Era como si las palabras se le hubieran escapado de los labios sin querer, y me di cuenta porque hizo un gesto con la mano como si quisiera borrarlas. St. John, que tenía la mala costumbre de leer durante las comidas, cerró el libro que estaba mirando y levantó los ojos.
—Rosamond Oliver —dijo— está a punto de casarse con el señor Granby, uno de los más ilustres y mejor relacionados habitantes de la ciudad de S. Es nieto y heredero directo de sir Frederic Granby. Me lo notificó ayer el señor Oliver.
Sus hermanas intercambiaron una mirada de la que también a mí me hicieron partícipe. Luego las tres le miramos a él. Estaba impasible, como si fuera de cristal.
—Pues será un asunto que haya ido a toda prisa —dijo Diana—. No creo que se conozcan desde hace mucho.
—Dos meses. Se conocieron en octubre, en un baile celebrado en S. Pero cuando un compromiso no encuentra impedimentos, como en este caso, y se trata de una unión apetecible desde todos los puntos de vista, no tiene sentido aplazar la boda. Se casarán en cuanto tengan arreglada la casa de la plaza S. que les regala sir Frederic.

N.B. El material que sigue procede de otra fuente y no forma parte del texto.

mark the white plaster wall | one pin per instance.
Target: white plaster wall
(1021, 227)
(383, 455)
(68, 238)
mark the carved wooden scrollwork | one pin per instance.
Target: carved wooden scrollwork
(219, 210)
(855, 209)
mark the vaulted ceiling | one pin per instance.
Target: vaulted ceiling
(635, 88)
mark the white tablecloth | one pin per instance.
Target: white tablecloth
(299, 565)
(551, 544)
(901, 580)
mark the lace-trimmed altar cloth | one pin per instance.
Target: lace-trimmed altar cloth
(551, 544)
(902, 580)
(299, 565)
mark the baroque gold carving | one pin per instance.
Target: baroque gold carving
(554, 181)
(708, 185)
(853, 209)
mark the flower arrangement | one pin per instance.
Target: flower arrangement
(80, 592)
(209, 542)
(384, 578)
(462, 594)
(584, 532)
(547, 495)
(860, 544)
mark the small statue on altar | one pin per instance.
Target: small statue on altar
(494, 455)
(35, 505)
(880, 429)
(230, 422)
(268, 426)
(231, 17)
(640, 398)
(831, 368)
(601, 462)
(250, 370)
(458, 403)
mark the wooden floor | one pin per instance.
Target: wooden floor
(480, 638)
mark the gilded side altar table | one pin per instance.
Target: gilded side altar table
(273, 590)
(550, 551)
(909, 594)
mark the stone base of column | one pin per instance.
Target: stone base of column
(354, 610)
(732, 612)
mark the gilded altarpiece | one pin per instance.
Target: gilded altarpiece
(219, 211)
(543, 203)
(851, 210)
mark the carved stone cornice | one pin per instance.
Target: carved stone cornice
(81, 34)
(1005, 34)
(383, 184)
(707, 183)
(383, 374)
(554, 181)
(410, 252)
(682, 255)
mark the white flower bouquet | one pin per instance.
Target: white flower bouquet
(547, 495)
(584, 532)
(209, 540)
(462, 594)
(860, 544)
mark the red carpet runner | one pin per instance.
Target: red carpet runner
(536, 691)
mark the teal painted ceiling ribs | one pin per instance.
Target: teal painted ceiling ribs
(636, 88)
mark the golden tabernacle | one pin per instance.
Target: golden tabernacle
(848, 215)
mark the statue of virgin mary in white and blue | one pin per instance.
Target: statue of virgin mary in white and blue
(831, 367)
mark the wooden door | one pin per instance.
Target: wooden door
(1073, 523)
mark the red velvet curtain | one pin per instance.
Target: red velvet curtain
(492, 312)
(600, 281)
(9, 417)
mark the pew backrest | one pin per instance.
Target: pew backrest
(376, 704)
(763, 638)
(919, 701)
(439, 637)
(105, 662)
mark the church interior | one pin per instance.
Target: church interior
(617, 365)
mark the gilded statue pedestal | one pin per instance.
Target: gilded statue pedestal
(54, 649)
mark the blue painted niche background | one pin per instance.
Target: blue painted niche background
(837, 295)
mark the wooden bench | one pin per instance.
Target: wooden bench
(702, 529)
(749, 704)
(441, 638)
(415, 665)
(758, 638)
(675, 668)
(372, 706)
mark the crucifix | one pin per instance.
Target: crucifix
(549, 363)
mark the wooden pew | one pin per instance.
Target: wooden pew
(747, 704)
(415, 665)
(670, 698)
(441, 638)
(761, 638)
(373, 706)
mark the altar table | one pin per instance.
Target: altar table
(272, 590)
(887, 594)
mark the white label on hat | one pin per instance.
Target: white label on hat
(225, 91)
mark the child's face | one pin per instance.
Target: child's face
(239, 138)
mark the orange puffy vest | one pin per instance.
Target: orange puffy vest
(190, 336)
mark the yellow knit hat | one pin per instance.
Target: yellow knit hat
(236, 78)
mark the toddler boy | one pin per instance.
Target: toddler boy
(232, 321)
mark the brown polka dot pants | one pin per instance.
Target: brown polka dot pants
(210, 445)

La primera vez que me encontré a solas con St. John después de aquella noticia, sentí la tentación de preguntarle si le había afligido recibirla, pero lo veía tan poco necesitado de compasión que, en vez de atreverme a brindársela, lo que sentí fue vergüenza al recordar mi atrevimiento de otras veces. Además, había ido perdiendo la costumbre de dirigirme a él, porque la escarcha de su reserva había vuelto a hacer acto de presencia y mi franqueza se congelaba a su contacto. No había mantenido la promesa que me hizo de tratarme como a una hermana más. Las constantes diferencias que, por el contrario, hacía entre nosotras me descorazonaban, por nimias que fuesen, y no ayudaban en absoluto a fomentar los intentos de cordialidad. Total, que ahora que vivíamos bajo el mismo techo, conscientes de nuestro parentesco, yo lo notaba a mucha más distancia de mí que cuando me trataba como a una maestra de escuela. Al rememorar la confianza a que en ese tiempo me dio pie, se me hacía duro admitir la frialdad de ahora.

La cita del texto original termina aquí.